President Andres Manuel Lopez Obrador announced 36-year-old Victoria Salazar Arriaza had been subjected to “cruel treatment and killed.” This is after her custody on Saturday by four police deputies near the tourist hotel Tulum near the Caribbean coast.
A post-mortem confirmed Salazar’s neckline had been crushed. It’s a circumstance that fills us with sorrow, sadness, and guilt. Lopez Obrador said that the regular news conference was restricted to securing women’s rights. It highlighted a video by spokesmen, including French President Emmanuel Macron.
Salazar’s criminals would soon meet justice, Lopez Obrador said, declaring that there would be “no impunity.” Post-mortem findings showed Salazar died of a spinal dislocation made by the first and second vertebrae crack revealed by the attorney-at-law officer of Quintana Roo.
The office on Sunday unfolded a crime investigation into Salazar’s death. This headed to the arrest of three male officers and one female officer on the picture. The four face the government for doubted femicide, the office said. The office said that violence was brought out in a disproportionate, extravagant way and with a huge risk to survival.

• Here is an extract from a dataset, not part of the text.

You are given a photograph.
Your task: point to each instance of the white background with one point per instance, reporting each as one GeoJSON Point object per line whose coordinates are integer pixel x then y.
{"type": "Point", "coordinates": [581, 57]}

The death of a Salvadoran woman
Salazar was a divorced mother. She had struggled in Tulum cleaning lodges, her mother, Rosibel Arriaza, said journalists outside the foreign service in San Salvador. “Governments are supposed to defend people with all the systems they have to try to defeat someone, but this was an injustice of power,” Arriaza said.
“She didn’t deserve this loss.” Salazar gave two daughters, aged 15 and 16, who lived with her near Mexico. They are the reason why she had emigrated, she replied. “She worked for a better tomorrow for the daughters and to support them get ahead,” Arriaza said.
Furthermore, Salazar had lived in Mexico for at least 2018. She was given refugee status for compassionate reasons, Mexico’s migration institute told. A video advertised by news site Noticaribe showed Salazar suffering and crying out. She lay face down on the street with a policewoman bending on her back while male officers stood by.
The video next revealed Salazar’s lying, handcuffed body lying near the road before police officers put her back to the police truck. Quintana Roo Attorney General Óscar Montes de Oca told Mexican radio that police officers reacted to an emergency call for help at a convenience market when she was confined.
Sparked protests
Salazar offered resistance at the shop exit. The police “inadequately applied bodily control methods that eventually caused (Salazar’s) death,” he appended. Her loss, which echoes George Floyd’s incident, an African-American man who died in May as a Minneapolis policeman stooped on his neckline, sparked outrage on social media and El Salvador’s president’s calls for the punishment of the deputies.
Meanwhile, the disappointment over a failure to check violence upon women in Mexico sparked Lopez Obrador’s significant protests.